The economic benefits of employing disabled people

Danielle van Dalen

Auckland, November 20, 2017

When we talk about poverty, we rarely consider people with disabilities as a group who are particularly at risk. But when you think about it, wheel chairs, specialised computer software, adapted housing and transport, and high heating bills can all contribute to the high living costs of people with disabilities.

Additionally, the 2013 Disability Survey showed that people with disabilities are more likely to have lower incomes (less than $30,000 per annum) than people without disabilities.

These factors combined ensure that whether in developing countries such as India, or developed nations like New Zealand, people with disabilities are at an increased risk of poverty.

Significant barriers

While the Disability Survey also found 74% of people with disabilities who are not in work want to be working, this same group face significant barriers to finding employment. These barriers include additional costs in sustaining employment—both for the employer and the employee with a disability—inaccessible workplaces, and incorrect perceptions from employers and the wider public of the costs of employing someone with a disability, or the supports available.

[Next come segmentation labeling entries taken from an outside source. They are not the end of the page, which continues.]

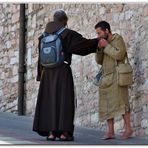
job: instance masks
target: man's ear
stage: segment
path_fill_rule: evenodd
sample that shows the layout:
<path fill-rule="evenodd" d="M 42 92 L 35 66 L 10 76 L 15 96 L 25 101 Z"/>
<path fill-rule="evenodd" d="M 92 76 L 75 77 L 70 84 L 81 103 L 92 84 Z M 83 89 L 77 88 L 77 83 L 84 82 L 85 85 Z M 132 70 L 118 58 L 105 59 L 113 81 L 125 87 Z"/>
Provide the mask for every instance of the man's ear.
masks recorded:
<path fill-rule="evenodd" d="M 108 30 L 108 29 L 106 29 L 106 30 L 105 30 L 105 32 L 106 32 L 106 33 L 109 33 L 109 30 Z"/>

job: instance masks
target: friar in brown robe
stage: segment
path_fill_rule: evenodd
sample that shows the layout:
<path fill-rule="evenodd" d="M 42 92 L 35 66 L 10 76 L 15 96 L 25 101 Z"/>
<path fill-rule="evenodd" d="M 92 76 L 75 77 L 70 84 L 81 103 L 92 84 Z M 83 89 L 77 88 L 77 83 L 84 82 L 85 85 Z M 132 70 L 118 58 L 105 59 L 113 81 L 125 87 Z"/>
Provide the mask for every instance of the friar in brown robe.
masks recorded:
<path fill-rule="evenodd" d="M 46 25 L 45 32 L 52 34 L 67 25 L 67 15 L 63 10 L 54 14 L 54 21 Z M 41 38 L 41 37 L 40 37 Z M 40 51 L 39 38 L 39 51 Z M 37 81 L 40 81 L 39 93 L 34 116 L 33 131 L 41 136 L 49 136 L 52 131 L 55 137 L 73 140 L 74 131 L 74 82 L 71 70 L 72 54 L 85 56 L 95 53 L 98 39 L 86 39 L 76 31 L 66 28 L 61 34 L 65 62 L 56 68 L 44 68 L 38 59 Z M 47 137 L 48 139 L 48 137 Z"/>

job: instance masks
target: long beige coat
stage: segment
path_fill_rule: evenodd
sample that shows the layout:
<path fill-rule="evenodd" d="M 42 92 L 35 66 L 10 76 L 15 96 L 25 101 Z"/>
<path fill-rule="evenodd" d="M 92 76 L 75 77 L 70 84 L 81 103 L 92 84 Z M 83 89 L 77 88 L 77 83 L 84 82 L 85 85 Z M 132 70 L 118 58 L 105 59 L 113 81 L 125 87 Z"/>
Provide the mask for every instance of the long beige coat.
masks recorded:
<path fill-rule="evenodd" d="M 97 51 L 96 62 L 102 65 L 103 75 L 99 82 L 100 121 L 122 115 L 129 111 L 128 87 L 117 84 L 116 60 L 125 62 L 126 47 L 123 38 L 114 34 L 103 51 Z"/>

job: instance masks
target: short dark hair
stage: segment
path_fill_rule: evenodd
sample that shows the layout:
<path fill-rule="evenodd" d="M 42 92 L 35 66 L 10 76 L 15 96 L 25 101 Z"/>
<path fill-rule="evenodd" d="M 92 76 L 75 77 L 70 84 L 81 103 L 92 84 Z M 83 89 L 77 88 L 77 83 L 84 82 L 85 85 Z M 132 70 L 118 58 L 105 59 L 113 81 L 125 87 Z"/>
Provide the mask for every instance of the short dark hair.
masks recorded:
<path fill-rule="evenodd" d="M 97 28 L 101 28 L 103 31 L 105 31 L 106 29 L 109 30 L 109 32 L 111 32 L 111 28 L 110 28 L 110 24 L 106 21 L 100 21 L 95 25 L 95 29 Z"/>
<path fill-rule="evenodd" d="M 68 17 L 63 10 L 57 10 L 54 15 L 53 15 L 53 20 L 55 22 L 63 22 L 63 21 L 68 21 Z"/>

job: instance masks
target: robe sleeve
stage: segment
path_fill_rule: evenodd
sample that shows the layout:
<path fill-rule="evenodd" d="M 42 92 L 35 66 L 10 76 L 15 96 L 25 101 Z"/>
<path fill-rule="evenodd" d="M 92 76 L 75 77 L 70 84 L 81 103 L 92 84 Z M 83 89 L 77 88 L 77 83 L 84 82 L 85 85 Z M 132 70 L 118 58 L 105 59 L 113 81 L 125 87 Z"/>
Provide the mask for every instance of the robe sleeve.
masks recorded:
<path fill-rule="evenodd" d="M 86 39 L 81 34 L 70 30 L 66 37 L 68 52 L 81 56 L 95 53 L 98 46 L 98 39 Z"/>
<path fill-rule="evenodd" d="M 118 37 L 113 45 L 108 43 L 104 48 L 104 53 L 115 60 L 122 60 L 126 53 L 126 47 L 123 38 L 121 36 Z"/>
<path fill-rule="evenodd" d="M 40 43 L 41 43 L 41 36 L 39 37 L 39 43 L 38 43 L 38 50 L 39 50 L 39 53 L 40 53 Z M 40 55 L 40 54 L 39 54 Z M 38 56 L 38 66 L 37 66 L 37 78 L 36 80 L 37 81 L 40 81 L 41 79 L 41 73 L 42 73 L 42 65 L 40 64 L 40 56 Z"/>
<path fill-rule="evenodd" d="M 102 65 L 103 63 L 103 50 L 97 50 L 96 53 L 95 53 L 95 60 L 97 62 L 97 64 L 100 64 Z"/>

As employment provides a key pathway out of poverty, overcoming these barriers is essential.

The benefits

In fact, there are many benefits to employing people with disabilities.

First, it’s often not as expensive as you might think. Most accommodations or changes to a workplace are free while any others typically cost under US$500.

Secondly, employing people with disabilities can improve staff culture and management practices, and increase understanding of customers with disabilities; important, given a quarter of New Zealanders live with some form of disability. Finally, accessibility needs and the diminishing workforce of an ageing population emphasise the need for increased employment of people with disabilities.

Breaking barriers

We need to find the most effective ways to break down the barriers to employment people with disabilities face. Last week we released a report entitled “Acknowledging Ability: Overcoming the barriers to employment for people living with disabilities.” In it, we make a few broad recommendations on how we can more effectively overcome the barriers to change this.

A key recommendation is better supporting both employers and people with disabilities to do this through upscaled, wrap-around supports. That is, these groups both need long-term, individualised, and flexible supports that recognise the diversity of needs and minimise the difficulties and costs involved in their employment. This could include greater awareness of the new Employer Advice Line which employers can call when any disability related issue or support need arises, or increasing the length of time employees with disabilities have support workers available.

Poverty dominates

Over the past few months poverty has played a key role in political and policy discussions. We cannot continue to have these conversations without talking about the overrepresentation of people with disabilities living in poverty. Recognising the dignity and value of every New Zealander must include New Zealanders with disabilities. We need to break down the barriers to employment people with disabilities face and ensure that employment really is a key pathway out of poverty.

Danielle van Dalen is a Researcher at Maxim Institute based in Auckland.